← Back to homepage
Monocular Dynamic 3D Reconstruction
With only ordinary RGB video—no depth sensor, no rig—can we recover dynamic 3D scene geometry and motion?
Monocular dynamic 3D reconstruction takes a single moving camera observing a deforming scene and tries to recover a 4D representation including geometry, appearance, and motion. The problem is fundamentally under-constrained at any one instant, and progress depends on how well the chosen scene representation and supervision signals work together.

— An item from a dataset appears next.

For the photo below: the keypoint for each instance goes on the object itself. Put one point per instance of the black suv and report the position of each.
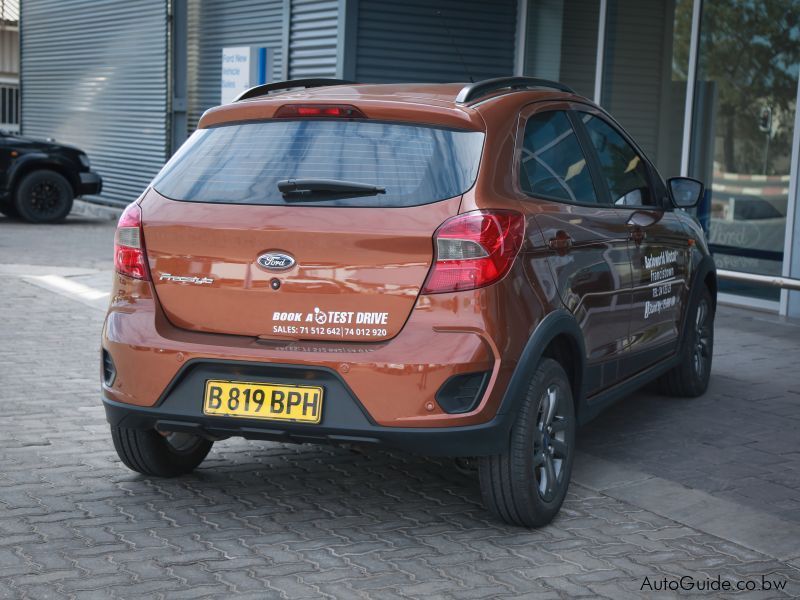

We've approached this in two ways. First, per-scene methods fit a representation to a single video. We consider what motion models and regularisations can help (GauFRe, MonoDyGauBench), and what additional information might resolve the ambiguity, e.g., semantics, attention, and optical flow supervision (SAFF). Second, Zero-MSF is data driven: a feed-forward model trained on millions of synthetic examples that transfers zero-shot to real video, with no per-scene fitting.
Authors
Abhishek Badki · Orazio Gallo · Leonidas J. Guibas · Adam Harley · Numair Khan · Eliot Laidlaw · Douglas Lanman · Yiqing Liang · Runfeng Li · Zhengqin Li · Alexander Meyerowitz · Thu Nguyen-Phuoc · Mikhail Okunev · Srinath Sridhar · Hang Su · Mikaela Angelina Uy · Lei Xiao
Papers in this thread
International Conference on Computer Vision (ICCV), 2023
Reconstructs a 4D neural volume carrying not just colour and density but also scene flow, semantics, and attention, then uses the latter two to decompose foreground objects from background across spacetime without supervision.
arXiv (Dec. 2023) + WACV, 2025
Casts monocular dynamic reconstruction as a canonical Gaussian template plus a forward-warping deformation field, with a separate static component initialised to absorb non-moving regions so the deformation focuses on what actually moves. Trains in roughly twenty minutes and renders in real time.
Transactions on Machine Learning Research (TMLR), 2025
An apples-to-apples benchmark of monocular dynamic Gaussian splatting methods, categorised by motion representation. Method differences are resolvable on synthetic data but get swamped by real-world scene complexity, and the optimisation is uniformly brittle.
Computer Vision and Pattern Recognition (CVPR), 2025
A feed-forward model that jointly predicts geometry and scene flow, trained on a one-million-sample synthetic recipe. Generalises zero-shot to casual DAVIS video and RoboTAP manipulation scenes—no per-scene optimisation required.